Fundamental understanding of the ways organic and/or inorganic catalysts can be incorporated with enzymes to enhance the efficiency of multi-step reactions can lead to knowledge that is crucial for any further improvements in the development of multi-component multi-step catalytic cascades. This knowledge can provide essential clues to the novel design of systems for energy conversion and harvesting as well as for production of advanced materials that require multi-step catalysis. The goal of this project is to develop strategies for spatially organizing three different catalysts (biological, molecular, and inorganic) using 3D-Graphene nanosheets (3D-GNS) as a scaffold and apply it to efficiently catalyze model catalytic cascade: multi-step oxidation of glycerol [1,2].

In this work, we first studied the immobilization of oxalate decarboxylase (OxDC) from Bacillus subtilis, through physical absorption and tethering using 1-pyrenebutyric acid N-hydroxysuccinimide ester (PBSE) on conductive carbonaceous supports such as multi-walled carbon nanotube buckypaper and 3D-GNS. An indirect enzymatic assay using NAD-dependent formate dehydrogenase was performed to determine the kinetic parameters (K_M V_M) of immobilized OxDC onto these supports. We also employed cyclic voltammetry to study the immobilization of a molecular catalyst, pyrene-tethered TEMPO derivative (TEMPO = 2,2,6,6-tetramethylpiperidine-N-oxyl) on 3D-GNS. Furthermore, we explored optimal strategies to incorporate both OxDC and molecular catalysts in a way that will enable an efficient two-step catalytic cascade - the last two steps in the glycerol oxidation mechanism (Figure). Results of electrochemical studies show that OxDC and pyrene-TEMPO were successfully immobilized on the carbonaceous scaffold. Moreover, it was shown that this hybrid catalyst can catalyze two different reactions sequentially (i.e. conversion of oxalate to formate by OxDC/3D-GNS and oxidation of formate to CO₂ by pyrene-TEMPO/3D-GNS).

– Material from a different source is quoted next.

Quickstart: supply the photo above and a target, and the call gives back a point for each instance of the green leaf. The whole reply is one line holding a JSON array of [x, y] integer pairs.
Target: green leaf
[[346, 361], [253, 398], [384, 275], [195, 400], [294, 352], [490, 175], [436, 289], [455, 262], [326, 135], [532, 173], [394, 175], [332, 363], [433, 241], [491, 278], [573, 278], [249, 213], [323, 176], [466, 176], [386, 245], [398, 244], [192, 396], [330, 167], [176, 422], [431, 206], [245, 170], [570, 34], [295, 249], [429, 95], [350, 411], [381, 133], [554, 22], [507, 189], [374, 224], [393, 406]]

[1] S. Abdellaoui, D. P. Hickey, A. R. Stephens, and S. D. Minteer, Recombinant oxalate decarboxylase: enhancement of a hybrid catalytic cascade for the complete electro-oxidation of glycerol. Chem. Commun., 51, 14330-14333 (2015).

[2] S. Abdellaoui, M. S. Chavez, I. Matanovic, A. R. Stephens, P. Atanassov, S. D. Minteer, Hybrid molecular/enzymatic catalytic cascade for complete electro-oxidation of glycerol using a promiscuous NAD-dependent formate dehydrogenase from Candida boidinii. Chem. Commun., 53, 5368-5371 (2016).